あの、私をバカにしてた子たちはみんなあのピカッで消えた。
物凄く、すっきりした。
本当に、嬉しかった。
……だけど、涙が止まらなかった。

11月29日

意味もなく、学校を休んだ。
言い訳は、頭痛。
だって、学校なんて行っても意味ないじゃん。
私のクラス、私一人だけだし。

12月9日

久しぶりに学校に行ったら、何事もなかったように私の学年は一クラス減っており、私は別のクラスに移されていた。
……ここでは、この前のあの子たちみたいに消すのはかわいそう。

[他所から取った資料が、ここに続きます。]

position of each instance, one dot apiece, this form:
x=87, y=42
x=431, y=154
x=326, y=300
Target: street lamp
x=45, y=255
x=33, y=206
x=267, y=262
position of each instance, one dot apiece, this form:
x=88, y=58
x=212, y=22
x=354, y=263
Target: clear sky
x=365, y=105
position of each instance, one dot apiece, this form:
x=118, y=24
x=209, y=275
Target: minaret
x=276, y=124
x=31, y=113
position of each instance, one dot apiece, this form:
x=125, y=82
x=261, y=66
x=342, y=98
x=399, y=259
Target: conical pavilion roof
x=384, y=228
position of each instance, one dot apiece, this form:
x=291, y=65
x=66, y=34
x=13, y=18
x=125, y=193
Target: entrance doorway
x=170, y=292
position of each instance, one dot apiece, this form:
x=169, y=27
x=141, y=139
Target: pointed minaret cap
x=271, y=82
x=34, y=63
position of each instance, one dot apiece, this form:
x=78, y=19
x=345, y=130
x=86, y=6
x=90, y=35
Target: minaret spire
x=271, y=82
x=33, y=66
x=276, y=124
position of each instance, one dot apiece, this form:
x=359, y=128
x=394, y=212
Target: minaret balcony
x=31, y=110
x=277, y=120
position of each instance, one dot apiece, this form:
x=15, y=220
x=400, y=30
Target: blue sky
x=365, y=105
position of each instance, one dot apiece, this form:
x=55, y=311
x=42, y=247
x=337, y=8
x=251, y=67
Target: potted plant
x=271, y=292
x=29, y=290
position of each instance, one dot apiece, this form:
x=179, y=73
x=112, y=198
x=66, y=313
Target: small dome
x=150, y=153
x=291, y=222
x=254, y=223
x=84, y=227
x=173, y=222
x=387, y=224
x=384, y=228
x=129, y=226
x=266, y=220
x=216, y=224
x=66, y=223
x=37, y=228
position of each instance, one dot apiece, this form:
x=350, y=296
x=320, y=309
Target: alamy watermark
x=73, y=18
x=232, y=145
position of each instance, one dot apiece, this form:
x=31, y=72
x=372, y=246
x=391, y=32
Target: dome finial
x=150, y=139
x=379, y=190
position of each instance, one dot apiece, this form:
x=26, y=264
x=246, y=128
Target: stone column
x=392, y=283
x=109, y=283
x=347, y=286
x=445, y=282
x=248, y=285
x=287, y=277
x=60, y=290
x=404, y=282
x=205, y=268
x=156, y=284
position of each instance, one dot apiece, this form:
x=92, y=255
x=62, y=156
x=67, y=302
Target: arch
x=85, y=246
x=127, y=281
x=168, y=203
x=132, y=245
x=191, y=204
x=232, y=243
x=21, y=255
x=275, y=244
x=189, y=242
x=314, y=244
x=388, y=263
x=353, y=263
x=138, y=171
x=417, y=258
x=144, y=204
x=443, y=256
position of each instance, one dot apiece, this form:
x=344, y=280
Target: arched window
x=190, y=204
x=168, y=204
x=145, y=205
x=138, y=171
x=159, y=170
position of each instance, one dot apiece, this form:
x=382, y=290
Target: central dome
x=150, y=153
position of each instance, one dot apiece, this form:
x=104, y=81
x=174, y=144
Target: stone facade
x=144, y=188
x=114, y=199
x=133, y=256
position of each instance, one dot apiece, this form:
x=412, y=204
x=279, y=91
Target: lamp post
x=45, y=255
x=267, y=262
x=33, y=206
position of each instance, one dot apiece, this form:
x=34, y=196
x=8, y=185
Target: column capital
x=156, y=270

上手く、無視じゃない人と距離をとる方法を考えよう。

12月14日

なんで?
私は素っ気ない態度をとってたし、むしろ嫌な子みたいな態度取ってたよ?
なのになんで私に近づいてくるの!
ここ三日間で、クラスの半分が消えた。
あと、うちのおばさんも、近所の人たちもみんな消えた。
夜は、私の家の周りだけ真っ暗だ。

12月25日

携帯のウイルスに言われた通り、孤児院に入ることになった。
手続きなんかはすべてティアがやってくれたみたいだ。
今まで放置していたが、この子は一体なんなのだろう?

1月1日

ティアが教えてくれた。
この世の中には、私の呪いの効果がかからない人がいるってことを。
あと、この呪いに掛かっているのは私だけじゃないってことも。











4月5日

明日から高校生か。
孤児院も卒業して、今年から元の家で過ごすことになった。
新しい生活に心躍ったりは全くしない。
むしろ、久しぶりに見る明かりの点らないご近所の家を見ると、胸が張り裂けそうだった。